You were twenty still learning how to breathe without losing rhythm, learning how to trust without questioning intentions. You were soft laughter and quiet courage. You were unfinished dreams and gentle hope. You were not meant for trenches and trauma, for the deafening noise of fear, for the unbearable sight of life slipping away right beside you.
But they put you there anyway.
They took the softness you guarded fiercely and replaced it with cold steel. They put a weapon in hands meant for holding flowers, for touching love letters, for writing poetry. They told you to fight when you barely knew how to heal. You remember those first days vividly learning to numb yourself to chaos, breathing in gunpowder and pain instead of air, watching friends become memories in seconds, faces you laughed with reduced to silence on blood-soaked screens.
You remember exactly how your heart broke that night you were hit. The moment you felt it pierce your body, that cold, ruthless bullet tearing your flesh, carving itself into a memory you could never erase. You remember vividly, the smell your own blood mingled with sweat and dirt, the metallic taste on your tongue. You saw them stitching you, pulling the bullet out while your mind hovered somewhere between waking nightmares and cruel consciousness, wishing desperately to slip away, yet holding stubbornly onto life because you promised yourself you’d return home someday.
Three days without sleep, three days without food every second an eternity of exhaustion, nausea, and dread. You closed your eyes, hoping to find escape, but all you saw were explosions and faces you couldn’t save. And then pain worse than physical: your best friend’s trembling voice, cracking through a phone line, each desperate word a dagger through your heart. Hearing them break, hearing their panic unravel you more than any bullet ever could. You wanted nothing more than to assure them everything was okay but you weren’t sure of anything anymore, especially not okay.
You never told them how much it hurt. How deeply guilt etched itself into your bones because someone cared enough to be afraid for you. You hated becoming someone’s worry, someone’s fragile prayer whispered into the night. You never asked to become the reason someone else cried.
You are haunted now by memories the eyes of those who fell, the screams of the wounded, the silent chaos afterward. You see ghosts in your mirror, traces of innocence lost forever. You carry scars hidden beneath clothes, beneath skin, beneath smiles. The war didn’t end the day you left it burrowed into your chest, settled into your lungs, nested in your silence.
Sometimes people thank you for your bravery. They call you strong. You nod politely, but you want to scream that strength wasn’t your choice it was survival, forced upon you violently. You didn’t want medals or admiration. You wanted your youth back, your peace back, your gentle heart unscarred and whole.
And today, when you hear laughter or music or silence, you still remember vividly the sound of explosions, the fear of loss, the desperate whisper of someone begging you to come home safely.

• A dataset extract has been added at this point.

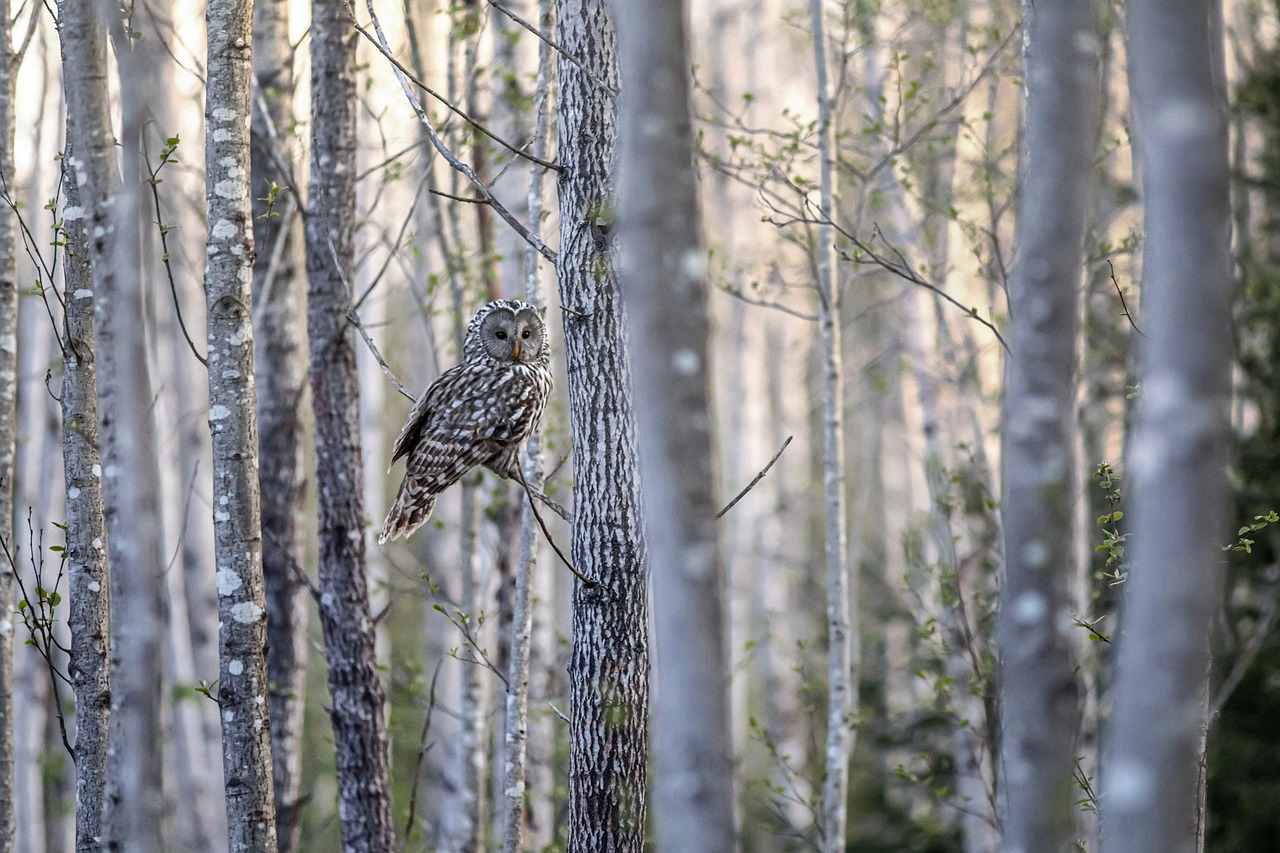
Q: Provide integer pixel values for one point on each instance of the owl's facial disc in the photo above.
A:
(513, 336)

You were never meant to fight in someone else’s war. You were never meant to bleed on foreign soil or carry guilt heavier than the weapons they forced you to hold. But you did.
So hold yourself gently tonight.
Forgive yourself for surviving.
Forgive yourself for carrying wounds no one else sees.
Because you were never meant for war,
but you survived it anyway.
And perhaps, someday,
you’ll finally allow yourself to come home.